Ohioans possible VP picks for Hillary Clinton

Sherrod Brown has been getting a lot of attention, but some also pushing for former AG Richard Cordray.

Even as Sen. Sherrod Brown remains a contender to be Hillary Clinton’s vice presidential running mate, a handful of labor leaders and some Ohio Democrats have launched an aggressive effort to persuade Clinton to consider former Ohio Attorney General Richard Cordray.

Although Brown has an extensive resume and deep ties with organized labor and progressives, there are mounting fears that if Clinton taps him for the second spot on the ticket, Gov. John Kasich would name a Republican to replace Brown should Democrats win the presidential election.

That has prompted what has become a loud and vigorous campaign to push for Cordray, director of a major federal consumer agency created by Congress in 2010 as part of a major overhaul of the nation’s financial regulation system.

Just this past week, the Toledo Blade and Akron Beacon Journal published editorials urging Clinton, the presumptive Democratic presidential nominee, to consider Cordray, 57, who won statewide elections in Ohio for state treasurer and attorney general.

Those editorials were echoed by Sonny Nardi, president of Teamster Local 416 in Cleveland, who said he is “doing everything I can to get Rich’s name out because I truly believe he will be a great vice president.”

Dale Butland, a onetime adviser to former Sen. John Glenn, D-Ohio, said “if Hillary Clinton is looking for a candidate who will not in any way hurt her and who in many ways might help particularly in a state like Ohio, I think Rich Cordray should be on the short list.”

A Clinton spokeswoman declined to comment on Cordray or any other potential nominee, but at least one high-level Democrat said while Cordray has “great credentials,” he would be a “wildcard” or dark horse.”

Clinton and her advisers have not signaled who she is considering, although names mentioned by Democrats include Brown, Sen. Elizabeth Warren of Massachusetts, Secretary of Labor Thomas Perez, and Housing and Urban Development Secretary Julian Castro, or someone with a deep background in national security or counter terrorism.

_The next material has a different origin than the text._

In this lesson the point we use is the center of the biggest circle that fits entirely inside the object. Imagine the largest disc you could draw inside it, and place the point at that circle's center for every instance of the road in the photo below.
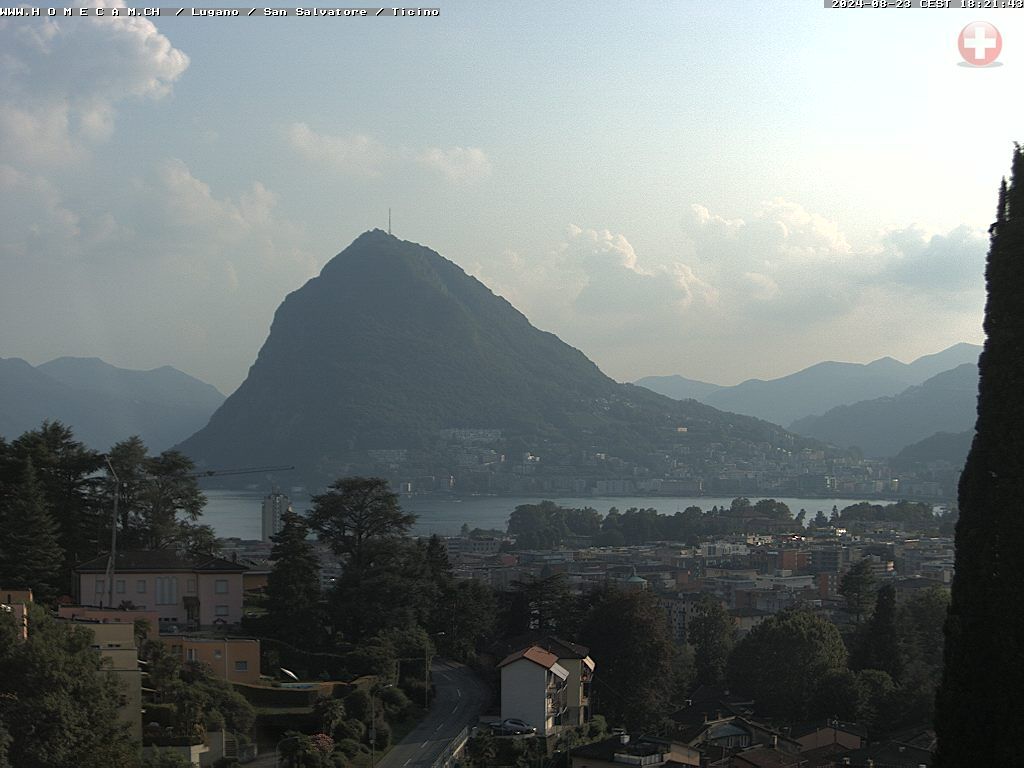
(459, 698)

Cordray has a broad range of domestic and legal experience. He earned a law degree from the University of Chicago, served as a law clerk to Supreme Court Justice Anthony Kennedy, was elected state treasurer in 2006 and state attorney general in 2008, before being narrowly defeated for re-election in 2010 by Republican Mike DeWine.

But while Cordray has the image of the nice kid next door, even his closest friends would not describe him as an electrifying speaker. By contrast, both Brown and Warren – who urged President Barack Obama to pick Cordray as the consumer bureau chief – both campaign with far greater gusto than the studious Cordray.

“Elizabeth Warren knows how to handle Donald Trump,” said Mary Anne Marsh, a Democratic consultant in Boston.

Brown seems an obvious choice. A graduate of Yale, Brown has served in the Ohio House, two terms as Ohio secretary of state, seven terms in the U.S. House, and two terms in the Senate.

His trademark and vocal opposition to any number of trade agreements – from the North American Free Trade Agreement in 1993 to the 12-nation Pacific trade deal negotiated by President Barack Obama – fits in well with Democrats nationally.

But he has one glaring drawback: Democrats say Clinton wants Democrats to seize control of the Senate this November. If Republicans maintain control, they can block her nominees to the U.S. Supreme Court and her cabinet, while killing her budget and tax plans.

By picking Brown, Clinton would be handing the seat over to the Republicans. By contrast, Massachusetts’ law provides for a relatively swift special election to replace Warren.

“We think the world of Sherrod Brown,” said Ken Lortz, director of the United Auto Workers in Ohio and Indiana. “But if Sherrod Brown were to run in that spot at a time when hopefully the Democrats can take control of the U.S. Senate, that would be one more seat” Democrats would have to win in another state for any hopes to control the Senate.

Others are convinced Clinton needs a bold choice. David Leland, former chairman of the Ohio Democratic Party and now a member of the Ohio House from Columbus, warned because more than 60 percent of voters tell pollsters the country is on the wrong track, “we need to run a progressive change agenda and not just a status-quo election,” adding the vice presidential pick should be someone who could “shake it up.”